Magna Carta, Bill of Rights, Constitution, what’s it worth?
Pretty sure all three of those references support the idea that knowingly harming or killing innocent people is bad.
I don't wanna be a pauper, and I don't wanna be a prince.
Surely the Denying Duo's careers and finances weren’t entirely dependent on playing live music in 2020. And if they’re trying to relate to fans who mostly have ordinary, working-class incomes, why imply they shouldn’t accept financial aid from their government during a pandemic lockdown — one which they’re arguing in this very song is damaging people’s livelihoods?
I just wanna do my job playing the blues for friends.
Both Clapton and Morrison are capable of doing their jobs from the comfort of their mansions with their millions of dollars, so they should spare us the cry for sympathy. Clapton has ridden the coattails of blues music throughout his successful career and should understand his privilege in doing so, since it originated with the field hollers of slaves and, in its early popularization in the early 20th century, testified to the poor treatment of Black people. But we won’t mention Clapton’s history of public, racist attacks on foreigners or that he thinks Britain should be a white country. Oh, oops.
They’re gonna grind us down until it really hurts
Know what really hurts? Being intubated. (Also, please refer again to the first rule of writing.)
Is this a sovereign nation or just a police state? You better look out, people before it gets too late
The fact that this song exists and these two are enjoying a new wave of popularity is proof that they do not live in a police state.
Do you want to be your own driver or keep flogging a dead horse?
There is an outcome to pandemic lockdowns: fewer people will die.
Do you want to make it better or do you want to make it worse?
One way to make things worse was by releasing this terrible song. (Again with the vague pronouns.)
Stand and deliver, you let them put the fear on you, sold down the river but not a word of it was true.

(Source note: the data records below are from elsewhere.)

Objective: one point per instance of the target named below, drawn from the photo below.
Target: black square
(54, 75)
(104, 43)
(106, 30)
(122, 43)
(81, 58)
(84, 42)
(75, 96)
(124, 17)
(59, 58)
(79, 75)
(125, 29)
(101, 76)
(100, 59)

Fear? The emotional energy we’ve evolved over tens of thousands of years that can stop us from hurting ourselves and others? Yeah, screw that! I’ll take my chest pain and trouble breathing with a big wave of body aches, fever and a hefty hospital bill, please. If I don’t die, that is. I’m no sheep!
If there’s nothing you can say there may be nothing you can do. Dick Turpin wore a mask too
Most robbers, like this 18th-century reference to Turpin, wear masks, especially those who kill. Hunters wear masks. Actors wear them, too. Dental hygienists wear them. Kids on Halloween wear them. Hell, even swingers wear them during steamy orgies. Know who else wears them? Health professionals and, in the year of COVID, patriots wear them. (Also, just go ahead and reference my second rule of writing and apply it to this entire disaster of a song.)